Scelta sia a scopi alimentari che come semplice varietà ornamentale, il corbezzolo è una pianta dalla grande storia, legata soprattutto ai paesi affacciati sul Mediterraneo. Noto sin dai tempi antichi che amato dai Romani, il corbezzolo negli ultimi tempi ha trovato nuovo interesse da parte dei consumatori, anche per via della sua qualità. Quali sono le proprietà della pianta e del frutto e, soprattutto, quali i benefici?

Di seguito, qualche informazione generale sulle origini e le caratteristiche del corbezzolo, nonché sulla sua distribuzione geografica.
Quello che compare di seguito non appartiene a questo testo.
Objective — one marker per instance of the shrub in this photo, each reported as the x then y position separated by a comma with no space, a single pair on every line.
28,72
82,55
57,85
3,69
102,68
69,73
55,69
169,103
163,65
Quindi gli usi a livello ornamentale e alimentare, nonché le principali peculiarità.

Corbezzolo: cosa è?

L’Arbutus unedo, conosciuto anche come corbezzolo o albatro, è una pianta appartenente alla famiglia delle Ericaceae, originaria dei paesi del Mediterraneo nonché delle coste irlandesi. Dalla natura cespugliosa, il nome comune deriva dal latino volgare “corbitjus”. Quello botanico, invece, scaturisce sia dal latino “arbuteus” che da una definizione di Plinio il Vecchio, il quale consigliava di assaporare solo un frutto alla volta, dall’unione di “unum” ed “edo”.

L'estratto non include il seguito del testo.